He persuades her to leave the house unheated when he’s not around. She’s been well trained. He insists she and child are warm enough, despite the low temperatures. They can rug up. When he comes home at the end of the day, however, the heating goes on.

She learns never to question this. He has coerced her thought processes over a lengthy time. He will never let her have her way. Nor be herself, nor do what she chooses. She is powerless.

He exploits her family. If her parents take them out, he picks the most expensive and extravagant things on the menu, even though he is wealthier than her parents. This is not a “one off”. He is constantly visiting at her parents’ house for drinks and dinner. He has a huge appetite. But months go by before he returns the favour.

He neglects his wife and child. But he knows her parents will pitch in and take up any slack when he puts her and the child at risk. Her parents are beside themselves with worry about their daughter’s wellbeing. He asks her parents to do dirty, menial jobs for him, despite having their own work to do, health to deal with and life to lead.

He makes excuses for his neglect and lack of support based on lies, and constantly changes the lies, then denies changing his stories.
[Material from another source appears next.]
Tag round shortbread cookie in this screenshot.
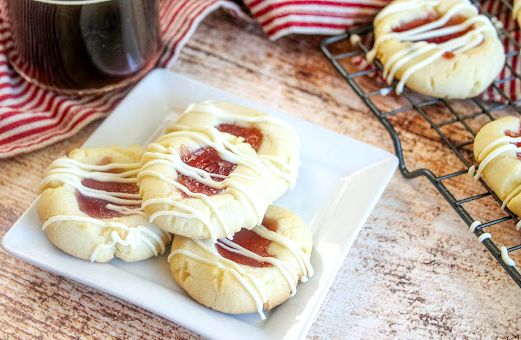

She is left unsure of what he actually did say, what actually is true and what is fabrication.

He makes snide remarks and utters put-downs to and about his wife. They’re often couched as jokes, or even as helpful and kindly suggestions. He calls her demeaning names, but persuades her they are affectionate “pet names”.

On the other hand he often says the most reasonable and kindly things, but his utterances have gradually become meaningless. He may point out that she does too much drudgery and should take a break. She should eat better, have a rest, have more fun.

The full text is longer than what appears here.